Les évaluations internationales publiées en 2025 mettent en lumière les résultats exceptionnels de la gouvernance économique conduite par le Président du Conseil, Faure Essozimna Gnassingbé. Malgré un contexte sous-régional incertain, le Togo affiche une croissance estimée à environ 6,5%, ce qui place le pays parmi les économies les plus dynamiques de la sous-région. Cette performance a permis au produit intérieur brut nominal de dépasser le seuil symbolique des 6 000 milliards de FCFA, un record pour le pays.
Cette croissance repose sur des réformes menées avec régularité, notamment dans la gestion des finances publiques, la mobilisation des ressources internes, la rationalisation des dépenses publiques et la modernisation de l’administration économique. Le Rapport sur le développement humain 2025 marque également une avancée notable, avec un indice de développement humain de 0,571, ce qui permet au Togo de sortir de la catégorie des pays à faible développement humain et d’entrer dans celle des pays à développement humain moyen.
Le Togo se hisse à la deuxième place au sein de l’UEMOA, derrière la Côte d’Ivoire, et obtient un score de 3,8 sur 6 dans l’évaluation CPIA 2025, supérieur à la moyenne de l’Afrique subsaharienne. Les institutions internationales saluent également la qualité des politiques publiques, notamment en matière d’inclusion sociale, d’équité et de gestion économique.

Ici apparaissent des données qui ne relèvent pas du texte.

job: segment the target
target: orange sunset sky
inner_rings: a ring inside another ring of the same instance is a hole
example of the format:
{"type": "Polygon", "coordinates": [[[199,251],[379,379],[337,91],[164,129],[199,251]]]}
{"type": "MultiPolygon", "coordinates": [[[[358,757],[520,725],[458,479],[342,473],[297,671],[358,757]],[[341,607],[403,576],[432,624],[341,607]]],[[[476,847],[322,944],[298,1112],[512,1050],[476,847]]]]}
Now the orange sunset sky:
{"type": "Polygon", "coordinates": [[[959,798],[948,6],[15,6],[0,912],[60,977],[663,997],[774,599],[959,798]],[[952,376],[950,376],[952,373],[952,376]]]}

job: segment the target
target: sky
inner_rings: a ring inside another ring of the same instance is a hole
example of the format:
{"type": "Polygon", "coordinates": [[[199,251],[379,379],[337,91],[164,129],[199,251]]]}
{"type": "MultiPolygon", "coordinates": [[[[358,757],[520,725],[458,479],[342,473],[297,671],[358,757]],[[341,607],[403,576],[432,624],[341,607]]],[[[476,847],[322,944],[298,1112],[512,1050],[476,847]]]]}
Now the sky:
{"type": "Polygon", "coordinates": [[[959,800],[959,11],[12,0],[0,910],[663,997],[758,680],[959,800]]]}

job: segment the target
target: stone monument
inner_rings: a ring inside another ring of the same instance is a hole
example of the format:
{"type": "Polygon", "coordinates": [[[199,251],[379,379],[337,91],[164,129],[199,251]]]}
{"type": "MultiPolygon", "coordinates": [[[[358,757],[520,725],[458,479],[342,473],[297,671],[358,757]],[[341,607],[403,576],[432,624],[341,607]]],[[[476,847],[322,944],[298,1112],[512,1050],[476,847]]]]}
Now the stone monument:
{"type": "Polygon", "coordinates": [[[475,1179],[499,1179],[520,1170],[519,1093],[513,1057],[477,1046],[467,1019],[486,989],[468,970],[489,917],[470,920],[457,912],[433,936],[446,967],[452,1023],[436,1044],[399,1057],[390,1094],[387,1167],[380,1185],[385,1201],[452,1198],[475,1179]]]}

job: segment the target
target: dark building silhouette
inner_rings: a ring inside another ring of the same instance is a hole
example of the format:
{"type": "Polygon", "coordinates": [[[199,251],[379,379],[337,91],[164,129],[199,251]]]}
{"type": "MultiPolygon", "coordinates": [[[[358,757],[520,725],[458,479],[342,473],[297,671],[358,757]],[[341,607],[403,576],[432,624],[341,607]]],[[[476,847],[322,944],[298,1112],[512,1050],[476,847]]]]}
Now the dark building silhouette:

Le climat des affaires connaît également une évolution positive, avec des réformes facilitant la création d’entreprises et renforçant l’attractivité du pays pour les investisseurs. Le Togo figure parmi les meilleurs en Afrique dans les classements B-READY, notamment pour la facilité de création d’entreprise, la protection des investisseurs et la qualité de l’infrastructure.
En 2025, ces reconnaissances confirment la crédibilité économique du Togo et traduisent la solidité du leadership du Président du Conseil. La stratégie engagée vise une croissance durable, inclusive et respectée sur la scène internationale. Le Togo est désormais considéré comme un modèle de croissance économique en Afrique de l’Ouest, un exemple à suivre pour les autres pays de la région.